The good news is that it’s pretty easy to recognize when it’s been pointed out to you a couple of times.

I’ve had that wet cardboard/newspaper smell once but it was also associated with a wine that was a little older and tasted like unsweetened dates and prunes. I thought it was just because the wine was cooked. Perhaps that was actually corked?

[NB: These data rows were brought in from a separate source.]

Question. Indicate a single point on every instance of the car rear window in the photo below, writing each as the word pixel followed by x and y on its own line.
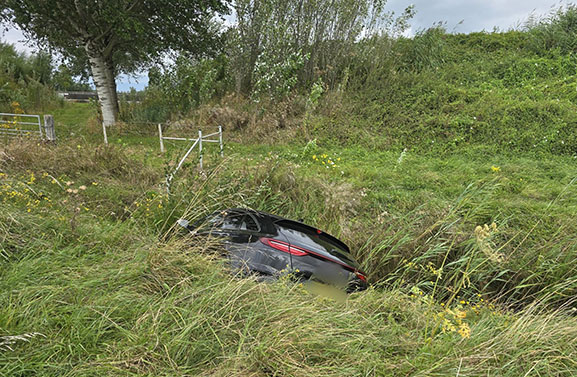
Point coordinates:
pixel 308 237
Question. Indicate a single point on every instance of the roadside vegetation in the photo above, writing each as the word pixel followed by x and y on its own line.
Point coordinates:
pixel 449 165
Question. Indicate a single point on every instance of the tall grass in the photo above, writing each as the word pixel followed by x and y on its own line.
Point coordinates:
pixel 117 290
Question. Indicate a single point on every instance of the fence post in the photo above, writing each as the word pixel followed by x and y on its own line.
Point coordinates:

I had an aussie shiraz that was like that. Profoundly corked. No brainer. I’ve also missed on a few corked bottles and spotted a few others did not. I do think it’s harded to pick out TCA in wines that you’re unfamiliar with. So when you’re just starting and you’re tasting all sorts of stuff for the first time, whether it be varieties or vintages or regions, it’s infinitely more difficult to confidently spot faintly tained wines. If you’re drinking a case of 2012 Chateau Montelena Estate and 1 sticks out like a sore thumb with a musty wet cement note, no problem. When you’ve never had that one Chablis and everyone tells you it smells like crushed limestone and oyster shells, well, perhaps a harder call, especially if faintly corked.

Just keep at it. I see considerably fewer corked bottles now than I did 10 years ago. Maybe from 3-4% down to 1% or so?

My dad and I had an argument with a tasting host at Domaine Serene once, and my sister called a corked wine at Larkmead. The responses were profoundly different. Larkmead immediatley pulled the bottle, cracked another, showed side by side, thanked my sister. Domaine Serene argued that it wasn’t corked, that it was oak, etc.

No, you were right in thinking that prune, cooked fruit, and port-like notes are a sign of being cooked. It is possible the wine was also corked, but that would be a lot going on.

To echo some comments elsewhere on this thread, I think a better description of TCA would be mildewy basement or wet, moldy clothes — like that guy back in school who’d let his clothes sit in the washer for a day before sticking them in the dryer. Wet cardboard, wet dog, etc are too close to brett descriptors. Not that TCA doesn’t smell like wet cardboard, but if you are trying to learn the difference, I’d focus on the mildewy aspect.

To me, wet cardboard is the quintessence of TCA.